Which cloud backup app is safest for Android?
Sync.com and Proton Drive are the closest to zero-knowledge providers, meaning even the company running the storage cannot read your data. MEGA is also end-to-end encrypted by default and has the largest free tier for that model.
Does Google One back up WhatsApp?
Yes, but from July 2026 WhatsApp media counts toward your 15 GB quota by default. The WhatsApp backup itself is end-to-end encrypted using a passphrase or hardware key, so Google cannot read the messages even if it stores them.
Can I use Nextcloud without running my own server?
Yes. Managed Nextcloud hosting starts around $5 per month with providers listed on the Nextcloud website. You get the same Android app experience without owning the hardware.

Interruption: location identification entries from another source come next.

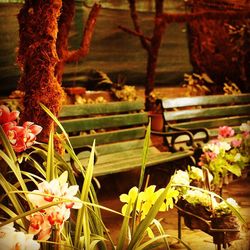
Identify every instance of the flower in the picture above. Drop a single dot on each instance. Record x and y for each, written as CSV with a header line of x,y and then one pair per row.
x,y
197,174
21,137
181,177
6,115
226,131
55,190
198,197
245,127
10,239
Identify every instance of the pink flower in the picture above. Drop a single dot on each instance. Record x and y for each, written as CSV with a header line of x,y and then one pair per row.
x,y
206,157
56,190
225,131
21,137
39,225
236,143
6,115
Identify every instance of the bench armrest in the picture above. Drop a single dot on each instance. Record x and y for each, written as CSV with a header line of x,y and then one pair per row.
x,y
194,131
79,150
174,136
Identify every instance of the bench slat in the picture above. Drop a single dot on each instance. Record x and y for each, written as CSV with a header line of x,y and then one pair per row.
x,y
100,108
102,159
207,112
108,137
104,122
128,164
213,123
204,100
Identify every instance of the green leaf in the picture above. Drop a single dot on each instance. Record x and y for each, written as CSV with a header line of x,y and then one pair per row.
x,y
50,171
144,155
80,222
140,230
124,229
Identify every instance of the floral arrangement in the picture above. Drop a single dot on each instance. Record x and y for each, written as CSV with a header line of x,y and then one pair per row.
x,y
44,207
20,137
227,153
200,196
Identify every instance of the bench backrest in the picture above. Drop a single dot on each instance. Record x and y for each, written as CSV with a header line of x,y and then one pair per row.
x,y
107,123
206,111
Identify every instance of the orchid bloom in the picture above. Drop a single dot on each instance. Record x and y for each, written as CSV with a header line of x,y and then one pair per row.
x,y
236,143
21,137
56,190
6,115
10,239
226,131
39,225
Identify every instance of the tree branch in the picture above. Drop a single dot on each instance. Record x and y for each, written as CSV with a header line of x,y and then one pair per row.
x,y
75,55
133,13
132,32
215,15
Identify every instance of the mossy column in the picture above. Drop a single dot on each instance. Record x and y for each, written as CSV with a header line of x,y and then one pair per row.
x,y
37,58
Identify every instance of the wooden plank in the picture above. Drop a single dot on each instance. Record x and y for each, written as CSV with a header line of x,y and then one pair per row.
x,y
207,112
204,100
133,153
212,123
119,146
104,122
100,108
108,137
129,164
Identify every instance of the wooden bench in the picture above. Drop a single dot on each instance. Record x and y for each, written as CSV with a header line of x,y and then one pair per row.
x,y
203,115
119,130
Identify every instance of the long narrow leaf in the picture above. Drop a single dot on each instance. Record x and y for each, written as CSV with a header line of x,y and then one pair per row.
x,y
124,229
139,232
50,171
84,196
144,155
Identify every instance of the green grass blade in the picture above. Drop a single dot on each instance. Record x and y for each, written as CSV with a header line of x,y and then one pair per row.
x,y
144,224
50,171
80,222
124,229
144,155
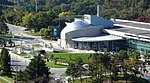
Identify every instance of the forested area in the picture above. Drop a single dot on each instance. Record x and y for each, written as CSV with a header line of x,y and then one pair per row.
x,y
124,9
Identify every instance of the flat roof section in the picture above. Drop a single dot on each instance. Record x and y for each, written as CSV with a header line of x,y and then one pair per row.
x,y
98,38
146,26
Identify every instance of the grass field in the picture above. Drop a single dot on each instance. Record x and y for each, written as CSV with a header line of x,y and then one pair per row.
x,y
52,65
67,57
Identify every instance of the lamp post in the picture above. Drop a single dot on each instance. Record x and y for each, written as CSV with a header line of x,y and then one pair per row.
x,y
86,66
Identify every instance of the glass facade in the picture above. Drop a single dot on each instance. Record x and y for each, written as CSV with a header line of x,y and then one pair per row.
x,y
139,46
103,46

How do I migrate from Google One to another cloud backup?
Google Takeout can export your Drive, Photos, and other files as a downloadable archive. From there, upload to MEGA, pCloud, or your Nextcloud with the destination service’s Android app or web dashboard. WhatsApp backups need a separate step, since they are tied to Google’s WhatsApp integration and cannot be moved directly.
Is Samsung Cloud a real Google One alternative?
Samsung Cloud handles a narrow slice: contacts, calendar, and some Samsung apps’ data on Galaxy phones. It is not a general-purpose backup for photos or full app data, and the free storage is 15 GB shared across Samsung services. Treat it as a complement to Google One, not a replacement.